A ce jour, la loi est toujours en vigueur et si le chef de l’Etat suit le rapport Lescure, c’est l’institution Hadopi, mais non son support légal, qui devrait être supprimée. Les compétences seraient alors transférées au Conseil supérieur de l’audiovisuel (CSA) et le système majoritairement conservé. On imagine toutefois que si le visage de l’institution change, le travail réalisé par l’Hadopi au cours de ses trois ans d’existence demeure.

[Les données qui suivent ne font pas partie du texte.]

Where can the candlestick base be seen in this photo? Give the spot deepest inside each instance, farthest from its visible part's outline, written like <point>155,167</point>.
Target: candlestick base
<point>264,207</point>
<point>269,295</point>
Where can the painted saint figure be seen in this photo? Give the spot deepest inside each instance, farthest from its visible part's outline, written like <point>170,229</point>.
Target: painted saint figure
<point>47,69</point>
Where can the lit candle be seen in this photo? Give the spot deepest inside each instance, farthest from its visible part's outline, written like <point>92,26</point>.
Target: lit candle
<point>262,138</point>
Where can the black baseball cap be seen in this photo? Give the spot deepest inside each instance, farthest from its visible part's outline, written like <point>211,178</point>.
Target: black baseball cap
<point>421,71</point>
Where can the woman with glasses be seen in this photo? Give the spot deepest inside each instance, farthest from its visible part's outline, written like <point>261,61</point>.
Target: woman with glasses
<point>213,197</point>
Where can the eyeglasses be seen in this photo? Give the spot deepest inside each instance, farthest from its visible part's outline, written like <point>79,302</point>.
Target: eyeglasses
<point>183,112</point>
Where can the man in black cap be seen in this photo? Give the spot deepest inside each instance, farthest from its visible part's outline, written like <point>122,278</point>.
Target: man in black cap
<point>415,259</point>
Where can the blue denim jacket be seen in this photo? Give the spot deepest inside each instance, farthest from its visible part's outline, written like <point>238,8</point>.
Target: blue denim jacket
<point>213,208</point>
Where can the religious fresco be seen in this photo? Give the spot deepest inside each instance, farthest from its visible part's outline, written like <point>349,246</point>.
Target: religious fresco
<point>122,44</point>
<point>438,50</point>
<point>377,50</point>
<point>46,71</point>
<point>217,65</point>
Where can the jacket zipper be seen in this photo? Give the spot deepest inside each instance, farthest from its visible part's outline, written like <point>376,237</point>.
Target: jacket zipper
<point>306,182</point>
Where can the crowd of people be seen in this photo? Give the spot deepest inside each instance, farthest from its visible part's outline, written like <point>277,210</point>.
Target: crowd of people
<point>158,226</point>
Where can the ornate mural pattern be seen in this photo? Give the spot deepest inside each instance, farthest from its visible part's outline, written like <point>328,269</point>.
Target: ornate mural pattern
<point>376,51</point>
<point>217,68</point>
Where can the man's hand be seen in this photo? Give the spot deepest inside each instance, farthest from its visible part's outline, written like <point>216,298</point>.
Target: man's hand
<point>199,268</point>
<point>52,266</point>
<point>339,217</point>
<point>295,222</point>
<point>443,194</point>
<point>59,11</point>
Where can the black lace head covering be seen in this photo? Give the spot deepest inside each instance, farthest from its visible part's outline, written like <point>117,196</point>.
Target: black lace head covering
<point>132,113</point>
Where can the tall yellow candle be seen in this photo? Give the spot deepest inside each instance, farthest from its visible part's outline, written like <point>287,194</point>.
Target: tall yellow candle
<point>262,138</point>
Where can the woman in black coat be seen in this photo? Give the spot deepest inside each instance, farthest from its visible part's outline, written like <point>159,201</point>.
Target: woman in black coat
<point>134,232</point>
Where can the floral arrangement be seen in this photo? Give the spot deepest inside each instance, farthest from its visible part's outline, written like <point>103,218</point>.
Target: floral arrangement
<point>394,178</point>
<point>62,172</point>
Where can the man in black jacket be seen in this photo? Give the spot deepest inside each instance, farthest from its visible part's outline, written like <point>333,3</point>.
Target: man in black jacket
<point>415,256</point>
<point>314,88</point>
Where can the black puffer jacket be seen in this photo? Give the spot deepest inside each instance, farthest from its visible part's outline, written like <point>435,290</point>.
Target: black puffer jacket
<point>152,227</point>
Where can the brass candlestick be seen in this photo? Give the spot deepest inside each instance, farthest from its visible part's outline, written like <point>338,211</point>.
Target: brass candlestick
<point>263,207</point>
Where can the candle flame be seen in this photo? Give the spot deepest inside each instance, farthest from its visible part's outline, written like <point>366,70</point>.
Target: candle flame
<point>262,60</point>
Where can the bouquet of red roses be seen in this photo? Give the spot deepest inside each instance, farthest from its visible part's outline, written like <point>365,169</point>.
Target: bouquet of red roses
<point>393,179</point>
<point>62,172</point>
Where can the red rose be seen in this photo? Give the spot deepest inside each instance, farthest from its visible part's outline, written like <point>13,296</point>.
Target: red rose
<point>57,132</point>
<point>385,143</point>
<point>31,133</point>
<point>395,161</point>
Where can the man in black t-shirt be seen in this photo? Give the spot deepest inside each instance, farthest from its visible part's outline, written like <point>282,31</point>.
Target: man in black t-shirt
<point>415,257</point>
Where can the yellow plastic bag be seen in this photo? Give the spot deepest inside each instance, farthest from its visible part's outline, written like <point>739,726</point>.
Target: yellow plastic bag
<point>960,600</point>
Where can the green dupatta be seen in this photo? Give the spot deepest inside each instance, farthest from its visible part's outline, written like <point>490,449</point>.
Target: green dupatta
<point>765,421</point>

Or, dans son dernier rapport d’activité, l’Hadopi s’est interrogée sur les moyens de lutte contre le streaming et a proposé de nouvelles pistes, notamment au regard des méthodes américaines employées pour fermer le site de téléchargement illicite Megaupload, auxquelles se réfèrent les juges du TGI de Paris. Ainsi, l’Hadopi affirme que l’obligation de retrait durable du contenu illicite « apparaîtrait proportionnée ». C’est précisément la piste envisagée au sein du jugement du TGI.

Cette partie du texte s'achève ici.